Meet Marcus Wallberg – Gränges’ first expert on Artificial Intelligence. Reducing waste is one of the first areas he will focus on with help of the new technology.
He still feels rather new at work, does Marcus Wallberg, the man who is Gränges’ first AI engineer. Small wonder. He only graduated from KTH, the Royal Institute of Technology in Stockholm, in December last year, earning a master’s degree in Computer Science. Just a couple of weeks later he became part of the Research & Innovation team in Finspång. He says he is looking forward with great anticipation to a role that he has been involved in defining, at a company he describes as “innovative, global and just the right size.”
So why Gränges?
“An important thing that attracted me to Gränges was the company’s connection to China,” says Wallberg. “Before I started at the university, I studied Chinese for three semesters. I really look forward to visiting our production facility in Shanghai.”
And what will be his focus areas?
Asking Wallberg to describe the importance of artificial intelligence for the industry proves to be a bit difficult, as the scope of AI is so broad. But he does say that wellknown applications such as self-driving cars, image recognition in your smartphone and language translations are important areas to study, in order to develop the technology for other areas that apply to Gränges. “For many people it’s a big change to work in cooperation with computerized intelligence, but in five to ten years, when we look back, we will probably ask ourselves why we didn’t start earlier,” says Wallberg. “With my insights into AI and machine learning, I hope I can contribute towards Gränges’ process to develop new materials.” Wallberg’s thesis at KTH focused on the prediction of lightning strikes in Ghana with the help of AI modelling.
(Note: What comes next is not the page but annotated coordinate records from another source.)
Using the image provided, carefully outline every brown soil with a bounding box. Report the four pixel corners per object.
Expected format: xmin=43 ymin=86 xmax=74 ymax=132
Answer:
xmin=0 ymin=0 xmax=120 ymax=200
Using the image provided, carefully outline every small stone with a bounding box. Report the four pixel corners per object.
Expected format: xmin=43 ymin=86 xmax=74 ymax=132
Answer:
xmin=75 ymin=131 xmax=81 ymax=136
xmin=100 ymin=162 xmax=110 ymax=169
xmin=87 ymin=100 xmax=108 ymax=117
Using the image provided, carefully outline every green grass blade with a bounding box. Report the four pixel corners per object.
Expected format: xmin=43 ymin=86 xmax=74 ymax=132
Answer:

Even if that sounds far from Gränges’ daily operations, it is experience that he has great use for in his new job because safety and maintenance are areas where AI’s predictive capacity could be highly relevant for the company. For example: by collecting and analyzing large amounts of data it is possible to predict risks, such as the chances of a fire in one of the rolling mills, or when a machine is going to need maintenance. During 2019 Gränges will implement the company’s first AI project, focusing on scrap optimization and increasing the company’s share of recycled aluminium. Today, two thirds of Gränges’ total input materials is recycled aluminium, most of which comes from internal process scrap. The long-term goal is to recycle all internal process scrap (26,000 tons) as well as to increase the share of external recycled aluminium to 20 percent.
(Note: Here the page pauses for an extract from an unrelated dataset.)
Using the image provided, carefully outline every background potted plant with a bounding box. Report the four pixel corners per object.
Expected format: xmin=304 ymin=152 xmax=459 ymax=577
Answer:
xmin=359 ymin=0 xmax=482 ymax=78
Front runner. When he’s not at his desk at R&I, Marcus Wallberg enjoys running in the woods.
“Reducing waste is crucial both for the environment and for the company’s profitability. And there is a lot of exciting AI research that concerns sustainability and environment that I hope we at Gränges will be able to benefit from; for example, reducing our carbon footprint.” It’s been an intense first months at Research & Innovation for Computer Science theorist Wallberg, especially seeing as he is the only one in the department who so far lacks detailed knowledge of aluminium. Tensile strength and dispersoids are just two of the many new words he has recently learned.
Lives: in Solna, just outside Stockholm; commutes to Finspång each week.
Title: AI & Machine Learning Engineer.
Background: Master’s in Computer Science at KTH (2018); other studies at Singapore University of Technology and Design and Zhejiang Wanli University.
Personal interests: Plays drums, piano and guitar. “If the weather is good I like to go running, and in the winter I go skating.”